Harry atravesó uno de los setos de protección y encontró las tuberías que se ramificaban desde el suelo, donde se encontraban las válvulas de control de lo que parecía ser el cierre del suministro de agua. Sin embargo, según Danny, no lo era; sólo se trataba de una llave de cierre secundaria antigua que casi nunca se utilizaba y, a menos que los técnicos de mantenimiento llevaran mucho tiempo trabajando allí, lo más probable es que desconocieran su existencia. Aun así, si cerraba esa válvula, cortaría el suministro de agua al Vaticano a partir de ese punto, lo que afectaría a todas las construcciones inferiores, incluida la basílica de San Pedro, el palacio del Vaticano y los edificios administrativos.

– Ya estoy aquí. Son dos válvulas idénticas, una frente a la otra.


Elena inclinó la silla hacia atrás para bajar por las escaleras y adentrarse todavía más en el humo.

– ¿Muy oxidadas? -Danny tosió.

– No lo sé. -La voz de Harry crepitaba al otro lado de la línea.

Elena se detuvo al pie de las escaleras, abrió su bolsa y extrajo dos pañuelos húmedos, cubrió con uno la nariz y la boca de Danny y se lo ató por detrás de la cabeza. A continuación, se colocó el otro y siguió empujando la silla hasta la galería de esculturas Chiaramonti, donde los bustos de Cicerón y de Heracles con su hijo, la estatua de Tiberio y la cabeza colosal de Augusto, desaparecieron envueltas por la cortina de humo y la multitud desesperada que corría en ambas direcciones de la estrecha galería en busca de la salida.

– Harry. -Danny se encorvó sobre el teléfono.

– La primera ya está, la segunda…

– ¡Corta el agua ya!

– En cuanto pueda, Danny.

Harry hizo una mueca al aplicar todas sus fuerzas para cerrar la segunda llave oxidada, pero ésta cedió con tanta rapidez que le despellejó los nudillos, y el teléfono cayó al suelo a unos cuatro metros de distancia.

– ¡Mierda!


Con los pañuelos en la cara parecían forajidos del Oeste. Elena apartó la silla de Danny para ceder el paso a media docena de turistas japoneses que corrían de la mano, asfixiándose y llorando a causa del humo.

En ese momento Elena vio por una ventana a un grupo de hombres armados con fusiles, vestidos con camisa azul y boina, que corrían por el patio.

– Padre -advirtió Elena alarmada.

– La Guardia Suiza -dijo Danny tras echar un vistazo y se volvió hacia el teléfono mientras Elena empujaba la silla.

– Harry.


– Harry…

– ¿Qué?

Harry estaba agachado intentando recoger el teléfono que había caído al suelo y chupándose la sangre de los nudillos.

– ¿Qué ocurre?

– Ya he cortado la puta agua, ¿de acuerdo?

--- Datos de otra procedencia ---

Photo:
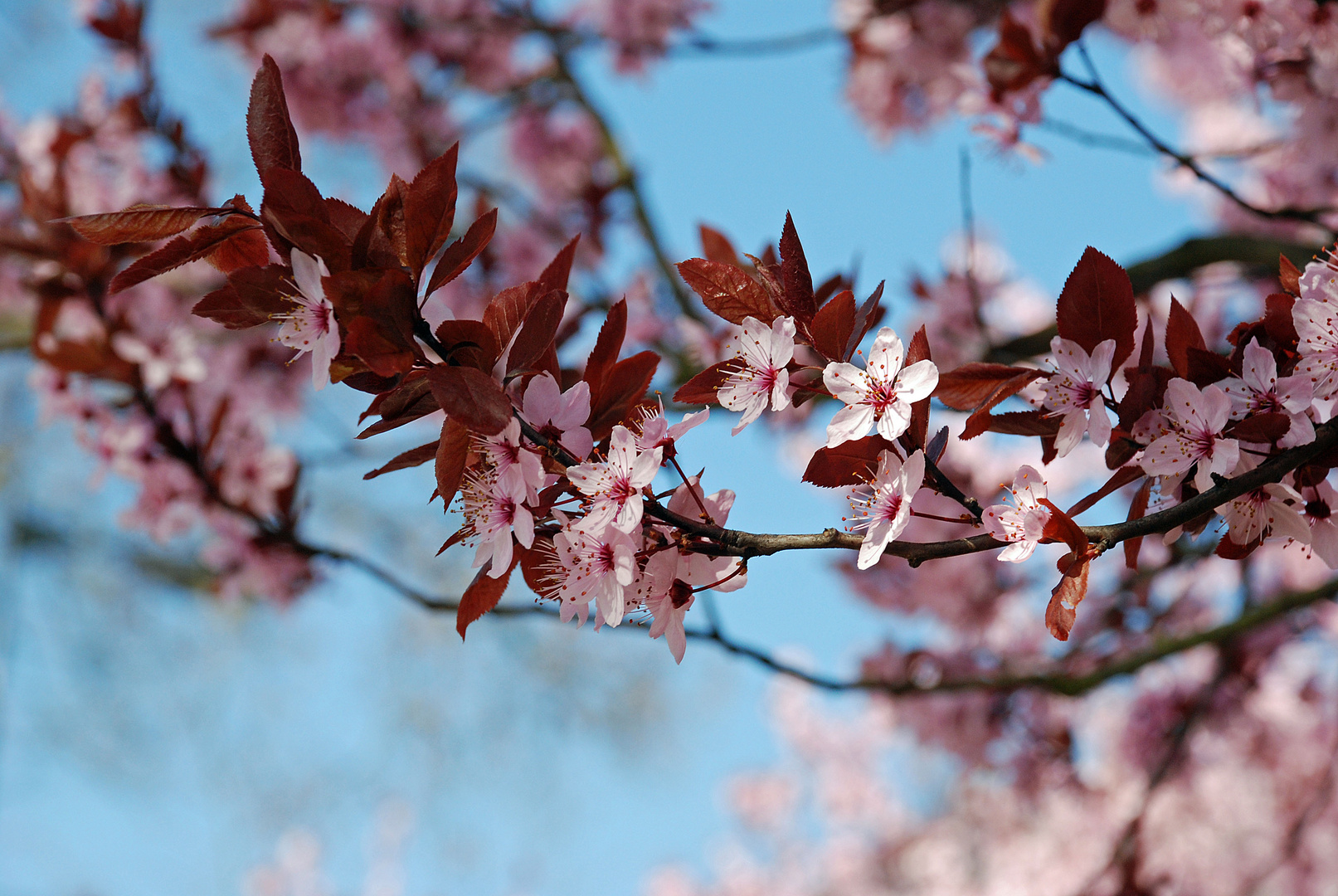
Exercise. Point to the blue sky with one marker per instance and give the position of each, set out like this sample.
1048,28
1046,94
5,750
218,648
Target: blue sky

Al llegar al final de la galería, Danny levantó la mano, y Elena detuvo la silla. Delante había una verja cerrada que conducía a la Gallería Lapidaria, y, a primera vista, no había gente en su interior.

Era la primera vez que estaban solos, la multitud se movía en la dirección opuesta.

– Voy al número tres, ¿habéis salido ya? -preguntó Harry.

– Faltan dos paradas.

– Corred, por Dios.

– Fuera está la Guardia Suiza.

– Olvídate de las dos últimas paradas.

– Entonces tendrás a Farel y a los guardias encima.

– Pues deja de hablar y hazlo.

– Harry. -Danny miró atrás; por la ventana veía a los guardias con máscaras antigás y a los bomberos con bombonas de aire y hachas-. Eaton está aquí, con Adrianna Hall.

– ¿Cómo demonios…?

– No lo sé.

– ¡Mierda! ¡Danny, olvídate de Eaton y sal pitando de allí!